Williamson will outline plans to send its new aircraft carrier to the Pacific, invest in offensive cyber capabilities and adopt a harder military stance after Brexit than it has done in recent years.
“Brexit has brought us to a great moment in our history. A moment when we must strengthen our global presence, enhance our lethality, and increase our mass,” Williamson will say in a speech in London.
He will describe the boundaries between peace and war as becoming “blurred” and say that Britain and its allies had to be ready “to use hard power to support our interests”.
Britain is in the midst of its most severe political crisis since World War Two as Prime Minister Theresa May scrambles to find a last-minute agreement on leaving the European Union with only weeks until it is due to end over four decades of political and economic integration in Europe.
Brexit has been seen as a blow to the West, already struggling to assimilate Russian and Chinese power as well as Donald Trump’s unpredictable U.S. presidency.
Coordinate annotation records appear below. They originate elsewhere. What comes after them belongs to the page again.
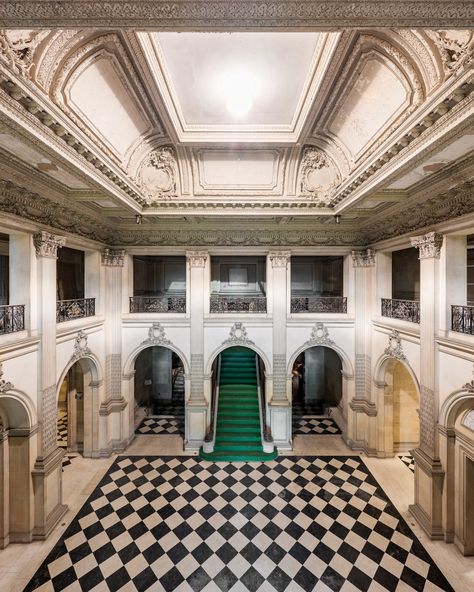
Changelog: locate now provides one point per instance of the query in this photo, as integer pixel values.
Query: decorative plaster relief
(455, 46)
(157, 177)
(156, 335)
(394, 348)
(113, 257)
(363, 258)
(318, 176)
(428, 244)
(47, 244)
(4, 385)
(319, 336)
(238, 335)
(81, 349)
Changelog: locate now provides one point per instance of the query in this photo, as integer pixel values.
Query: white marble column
(196, 405)
(427, 508)
(47, 473)
(362, 411)
(119, 431)
(280, 408)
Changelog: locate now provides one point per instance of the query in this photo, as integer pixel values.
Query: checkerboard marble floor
(181, 524)
(161, 425)
(315, 425)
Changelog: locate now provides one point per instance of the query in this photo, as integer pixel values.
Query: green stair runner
(238, 436)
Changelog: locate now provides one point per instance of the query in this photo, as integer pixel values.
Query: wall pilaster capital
(47, 244)
(113, 257)
(197, 258)
(429, 245)
(279, 258)
(364, 258)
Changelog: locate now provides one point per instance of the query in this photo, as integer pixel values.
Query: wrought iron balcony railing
(406, 310)
(157, 303)
(325, 304)
(220, 303)
(12, 318)
(462, 319)
(68, 310)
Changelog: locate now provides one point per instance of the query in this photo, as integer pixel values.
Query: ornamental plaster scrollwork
(319, 336)
(428, 244)
(157, 177)
(47, 244)
(238, 335)
(156, 336)
(394, 348)
(456, 47)
(318, 176)
(4, 385)
(81, 349)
Brexit supporters hail it as a chance for Britain to take on a new global role.
“We can build new alliances, rekindle old ones and most importantly make it clear that we are the country that will act when required. And, a nation that people can turn to when the world needs leadership,” Williamson will say.
He will announce that the first mission of the HMS Queen Elizabeth aircraft carrier will include work in the Mediterranean, Middle East and Pacific regions, and the vessel would carry two squadrons of British and U.S. F-35 jets.
Williamson will highlight close U.S.-UK military links and echo Trump’s call for NATO countries to increase their spending, citing a need to better handle what Williamson called Russian provocation.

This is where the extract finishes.